You are really getting on my tits now !!!! ANIMAL ADDICT DOES NOT SELL !!!!!!! She is awake most of the night playing and handling all her hogs as she is at work in the day Oh is that bad working in the day and earning a living oh Animal addict you should be at home in the day with the hogs oh and yes she as got a BIG !! exotic room as well 

I will say every post i have read of yours you always mention Cheron and who the hell is that ????

Fair play this a great forum i never belived what people say about this site god i belive them now


----------



## ste_lloyd (Feb 7, 2009)

angels1531 said:


> Animal Addict has probably forgotten more abotu APH's than I will ever know! ALWAYS been supportive and knowledgable, willing to help and share.
> This thread is now getting personal. As I have previously said, it was really the way the OP went about it that put peoples backs up... and IMO rightly so.
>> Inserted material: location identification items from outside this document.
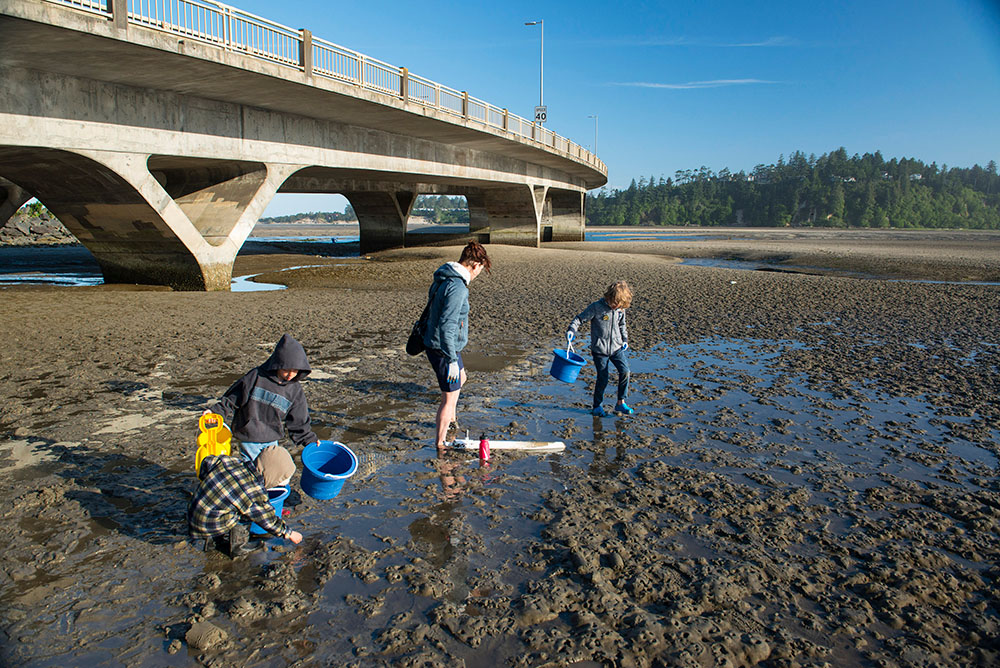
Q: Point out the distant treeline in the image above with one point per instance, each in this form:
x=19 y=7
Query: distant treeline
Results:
x=833 y=190
x=437 y=208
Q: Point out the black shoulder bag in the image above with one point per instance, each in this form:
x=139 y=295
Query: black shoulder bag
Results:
x=415 y=344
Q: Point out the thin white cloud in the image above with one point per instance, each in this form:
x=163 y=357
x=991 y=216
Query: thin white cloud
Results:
x=770 y=42
x=691 y=85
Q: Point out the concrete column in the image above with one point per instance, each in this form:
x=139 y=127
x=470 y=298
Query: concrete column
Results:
x=514 y=214
x=305 y=52
x=12 y=198
x=479 y=219
x=119 y=13
x=564 y=219
x=382 y=217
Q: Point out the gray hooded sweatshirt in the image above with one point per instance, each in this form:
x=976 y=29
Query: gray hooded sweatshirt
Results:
x=259 y=406
x=447 y=328
x=607 y=327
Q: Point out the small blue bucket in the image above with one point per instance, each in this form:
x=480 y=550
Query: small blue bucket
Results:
x=277 y=496
x=325 y=467
x=566 y=365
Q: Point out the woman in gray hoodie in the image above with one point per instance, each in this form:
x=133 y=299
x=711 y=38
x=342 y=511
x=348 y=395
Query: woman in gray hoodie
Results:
x=608 y=342
x=447 y=329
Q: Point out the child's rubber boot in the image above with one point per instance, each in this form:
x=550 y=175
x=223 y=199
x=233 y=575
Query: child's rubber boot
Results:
x=240 y=543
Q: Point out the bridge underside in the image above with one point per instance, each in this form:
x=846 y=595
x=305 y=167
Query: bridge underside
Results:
x=180 y=222
x=163 y=182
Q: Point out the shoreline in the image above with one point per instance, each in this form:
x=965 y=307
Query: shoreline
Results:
x=811 y=473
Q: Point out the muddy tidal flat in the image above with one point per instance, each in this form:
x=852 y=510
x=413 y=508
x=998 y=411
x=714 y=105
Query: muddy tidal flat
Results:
x=810 y=477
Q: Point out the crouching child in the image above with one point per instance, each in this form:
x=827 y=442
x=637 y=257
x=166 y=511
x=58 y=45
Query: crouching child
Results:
x=232 y=492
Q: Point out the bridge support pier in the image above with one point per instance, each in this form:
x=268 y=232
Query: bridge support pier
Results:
x=12 y=198
x=382 y=217
x=514 y=214
x=566 y=220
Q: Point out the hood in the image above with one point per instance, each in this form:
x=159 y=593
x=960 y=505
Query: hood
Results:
x=288 y=354
x=275 y=465
x=452 y=270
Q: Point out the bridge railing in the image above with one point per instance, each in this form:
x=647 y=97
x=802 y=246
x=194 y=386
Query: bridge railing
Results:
x=239 y=31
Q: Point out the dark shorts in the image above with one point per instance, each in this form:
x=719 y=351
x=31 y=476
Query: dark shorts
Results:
x=440 y=365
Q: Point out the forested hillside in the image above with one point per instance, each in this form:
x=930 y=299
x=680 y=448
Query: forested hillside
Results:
x=833 y=190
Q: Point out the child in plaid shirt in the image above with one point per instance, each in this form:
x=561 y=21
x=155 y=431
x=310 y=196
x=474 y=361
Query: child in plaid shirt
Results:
x=233 y=490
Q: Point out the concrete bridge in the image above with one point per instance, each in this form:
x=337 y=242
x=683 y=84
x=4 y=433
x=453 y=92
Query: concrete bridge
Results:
x=158 y=132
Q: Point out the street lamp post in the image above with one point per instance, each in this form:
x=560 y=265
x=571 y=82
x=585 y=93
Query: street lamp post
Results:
x=541 y=64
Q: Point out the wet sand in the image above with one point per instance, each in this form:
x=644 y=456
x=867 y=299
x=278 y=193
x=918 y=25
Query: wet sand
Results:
x=809 y=479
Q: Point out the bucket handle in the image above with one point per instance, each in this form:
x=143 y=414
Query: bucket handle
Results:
x=210 y=417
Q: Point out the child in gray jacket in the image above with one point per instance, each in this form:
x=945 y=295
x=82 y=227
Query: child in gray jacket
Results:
x=608 y=342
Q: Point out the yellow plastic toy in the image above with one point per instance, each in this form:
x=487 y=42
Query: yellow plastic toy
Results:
x=213 y=440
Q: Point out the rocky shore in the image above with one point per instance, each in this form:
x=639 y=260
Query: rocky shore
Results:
x=25 y=229
x=810 y=478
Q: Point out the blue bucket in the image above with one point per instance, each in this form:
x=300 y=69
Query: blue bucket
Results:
x=277 y=496
x=566 y=365
x=325 y=467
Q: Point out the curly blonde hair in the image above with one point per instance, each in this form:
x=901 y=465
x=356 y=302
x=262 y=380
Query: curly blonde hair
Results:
x=618 y=295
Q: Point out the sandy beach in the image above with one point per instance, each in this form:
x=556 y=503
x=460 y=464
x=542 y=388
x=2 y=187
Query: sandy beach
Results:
x=810 y=477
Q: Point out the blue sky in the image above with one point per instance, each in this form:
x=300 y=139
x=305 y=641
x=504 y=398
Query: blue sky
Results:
x=678 y=85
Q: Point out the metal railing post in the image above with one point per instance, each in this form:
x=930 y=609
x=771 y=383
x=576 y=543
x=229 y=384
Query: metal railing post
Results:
x=119 y=12
x=305 y=52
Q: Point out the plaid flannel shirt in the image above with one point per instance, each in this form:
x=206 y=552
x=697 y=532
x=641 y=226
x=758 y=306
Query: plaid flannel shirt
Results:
x=230 y=489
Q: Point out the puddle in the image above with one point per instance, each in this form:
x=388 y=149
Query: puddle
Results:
x=749 y=265
x=247 y=284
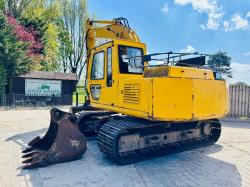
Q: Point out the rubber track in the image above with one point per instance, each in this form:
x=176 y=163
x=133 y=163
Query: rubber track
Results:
x=109 y=134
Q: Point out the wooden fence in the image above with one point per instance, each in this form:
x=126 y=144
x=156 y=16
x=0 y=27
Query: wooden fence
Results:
x=239 y=101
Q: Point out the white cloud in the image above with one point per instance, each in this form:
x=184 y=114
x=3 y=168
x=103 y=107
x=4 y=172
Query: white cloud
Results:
x=226 y=25
x=210 y=7
x=165 y=9
x=248 y=15
x=237 y=22
x=240 y=73
x=215 y=15
x=188 y=49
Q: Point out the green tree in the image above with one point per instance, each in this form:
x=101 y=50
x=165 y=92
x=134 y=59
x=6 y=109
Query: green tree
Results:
x=16 y=7
x=3 y=79
x=13 y=53
x=221 y=62
x=44 y=15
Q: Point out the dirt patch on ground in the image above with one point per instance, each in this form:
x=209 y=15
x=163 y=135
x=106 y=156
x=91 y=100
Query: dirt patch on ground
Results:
x=226 y=163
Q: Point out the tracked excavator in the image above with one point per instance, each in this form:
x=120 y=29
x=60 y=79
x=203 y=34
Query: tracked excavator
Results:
x=139 y=105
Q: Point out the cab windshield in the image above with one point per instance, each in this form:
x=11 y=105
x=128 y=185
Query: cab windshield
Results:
x=130 y=60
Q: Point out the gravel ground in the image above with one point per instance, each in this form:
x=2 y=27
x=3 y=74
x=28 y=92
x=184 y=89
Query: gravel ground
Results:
x=226 y=163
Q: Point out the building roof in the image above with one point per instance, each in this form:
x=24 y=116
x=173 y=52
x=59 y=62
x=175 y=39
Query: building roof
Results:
x=49 y=75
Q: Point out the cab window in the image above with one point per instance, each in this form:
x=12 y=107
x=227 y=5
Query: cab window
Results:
x=127 y=63
x=109 y=67
x=97 y=70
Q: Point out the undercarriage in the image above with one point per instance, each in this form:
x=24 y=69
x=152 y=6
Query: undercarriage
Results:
x=123 y=139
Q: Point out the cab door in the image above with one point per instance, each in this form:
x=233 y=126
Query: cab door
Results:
x=102 y=79
x=96 y=75
x=109 y=96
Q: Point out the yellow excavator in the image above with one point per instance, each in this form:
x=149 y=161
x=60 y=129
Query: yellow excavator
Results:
x=139 y=105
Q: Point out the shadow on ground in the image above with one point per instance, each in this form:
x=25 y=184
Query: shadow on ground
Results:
x=190 y=168
x=236 y=124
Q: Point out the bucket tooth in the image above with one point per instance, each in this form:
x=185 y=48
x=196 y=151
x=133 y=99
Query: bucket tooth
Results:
x=63 y=142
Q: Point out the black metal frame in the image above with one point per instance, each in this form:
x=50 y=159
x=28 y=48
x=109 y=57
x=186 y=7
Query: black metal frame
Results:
x=170 y=55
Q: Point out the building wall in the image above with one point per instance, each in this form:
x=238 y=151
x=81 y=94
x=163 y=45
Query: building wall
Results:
x=68 y=87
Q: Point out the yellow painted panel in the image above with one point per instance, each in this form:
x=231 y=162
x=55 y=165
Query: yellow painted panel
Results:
x=187 y=72
x=172 y=99
x=210 y=98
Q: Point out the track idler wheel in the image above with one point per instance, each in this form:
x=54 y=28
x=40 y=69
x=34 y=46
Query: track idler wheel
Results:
x=63 y=142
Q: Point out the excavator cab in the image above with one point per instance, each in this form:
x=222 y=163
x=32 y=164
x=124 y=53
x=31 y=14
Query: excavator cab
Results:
x=110 y=63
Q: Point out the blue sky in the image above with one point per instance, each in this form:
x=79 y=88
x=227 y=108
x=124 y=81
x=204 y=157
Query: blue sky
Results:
x=187 y=25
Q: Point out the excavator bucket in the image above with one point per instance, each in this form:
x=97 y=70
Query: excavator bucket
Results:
x=63 y=142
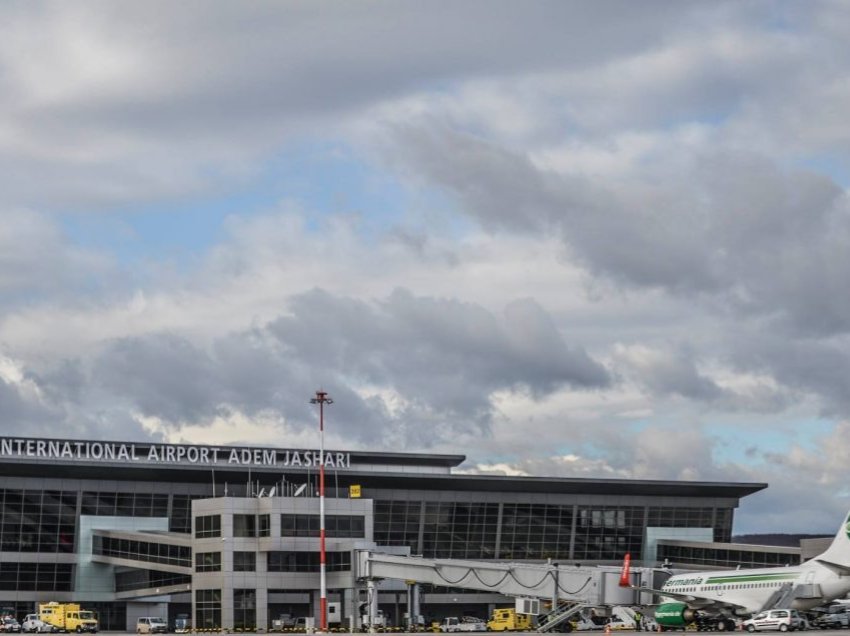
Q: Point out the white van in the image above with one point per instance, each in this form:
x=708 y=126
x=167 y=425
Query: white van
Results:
x=34 y=625
x=785 y=620
x=151 y=625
There are far too many people wheeling and dealing animals around like sweets in a shop. They come on... get what they want, and when it all gets boring or too much like hard work, they are back up for sale. Its such a shame that there are so many people thinking they can just dispose of their critters when they realise that theres a lot more to looking after an animal than just turning up and feeding it.


I respect other peoples points of view

Did i say only buy them at night ?? well i have never bought one at night are we meant to ??? well in the early evening i have i cant really get to grips what you mean by buying at night only do you think they should only be bought at night ?? is that what you are saying and not to be bought in the day[/QUOTE]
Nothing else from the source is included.